I didn’t know how to respond, so I helped him replace the caps on the tubes of paint.
“I’ve been coming to this town for years now, but you’re the first person I’ve ever spoken to other than my uncle.”

“But I worry sometimes. We have no future together, and I’m afraid everything will end with summer.”

“Everything will work out,”
he wrote.
“Don’t be afraid of breezes and scarves.”
He pressed this last note into my hand, which was overflowing now with his words. We started to stand up, but our footing on the rock was unsteady and we nearly fell into the sea. Then, suddenly, we were embracing. I’m not sure whether I stumbled and he reached out to steady me, or whether we were embracing even before I lost my balance. I felt as though the waves had stopped.

We kissed. Our lips met without hesitation, as though we had each decided long ago that it would happen. My hand still clutched the sheaf of notes. The pendant dangled against my chest, a cool thing between our warm bodies.

When I asked him to come with me to the Iris, he couldn’t answer; his pendant was trapped between us. But he blended
in with the two groups of guests I met at the bus stop and followed me up to the hotel. It was an adventure. He played the part of a mute young man on a trip to do some sketching. I put one of the groups in 204 and the other in 305. Then I gave him the key to 202—the room the translator and the prostitute had used. In the register it had been stamped with the red cancellation mark.

Some children were running around the lobby, ignoring their parents’ attempts to calm them down. Another group of guests had spread out a map on the front desk to look for a restaurant. He took advantage of the confusion to slip up to the room.

The light was dim in Room 202, the windows clouded with steam from the processing plant next door. The sound of the machine that mixed the fish paste was barely audible. The beds were made up.
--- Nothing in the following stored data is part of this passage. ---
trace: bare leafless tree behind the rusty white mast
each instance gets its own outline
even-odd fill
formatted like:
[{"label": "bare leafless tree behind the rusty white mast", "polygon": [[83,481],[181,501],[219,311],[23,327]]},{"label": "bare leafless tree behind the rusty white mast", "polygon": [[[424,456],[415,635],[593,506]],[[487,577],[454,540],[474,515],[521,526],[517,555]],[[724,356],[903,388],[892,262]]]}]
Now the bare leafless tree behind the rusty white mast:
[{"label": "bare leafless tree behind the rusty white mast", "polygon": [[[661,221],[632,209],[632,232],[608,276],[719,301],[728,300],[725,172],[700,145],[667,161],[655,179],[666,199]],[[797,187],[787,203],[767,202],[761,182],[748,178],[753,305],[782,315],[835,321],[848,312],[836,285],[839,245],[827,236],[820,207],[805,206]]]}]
The Bible and the telephone were on the night table, a box of tissues had been set in front of the mirror, a corkscrew and a chipped glass were arranged on top of the refrigerator—everything in its appointed place. But the people who were supposed to stay here tonight had called to cancel this morning.

He was in no hurry. Nor was he made anxious by the sound of voices in the hallway or footsteps on the stairs. He took his time as he touched me. The sketchbook and paint box lay abandoned under the bed.

He did not tie me up; he did not hit me. Nor did he give me a single command. I did have trouble breathing, as I had with the translator, but this time it was from the weight of
his broad chest pressing down on mine. His fingers ran over my body as skillfully as they scrawled the characters in his notes. His hip bones were hard against my thighs.

The bed groaned so loudly I worried that they would be able to hear it downstairs. Someone was gargling in the room above us. The bell on the front desk rang. The warmth of his body filled me.

He let out a muffled cry, and I knew it was over. I was certain it was his voice. The faintest cry, lodged deep in his chest, suddenly escaped through his parted lips.

“Would you show me your tongue?” I asked. He climbed back into the T-shirt and pants he had discarded on the other bed, and then he put his pendant back around his neck.

“Why?”

“I don’t know.”

He took hold of my shoulders and then cautiously opened his mouth. It was dark inside—no tongue, just a black cavity. The darkness was so deep that I felt dizzy staring down into it.

Just at that moment, there was an irritated cry from the lobby.

“Mari! Mari! Where are you?” It was Mother. Footsteps came running up the stairs and then down the hall toward our room. In an instant, I had grabbed the sketchbook and paint box and pushed him ahead of me into the closet. The box clattered against the wall. My body stiffened and I clung to him. Mother knocked on the door of Room 201.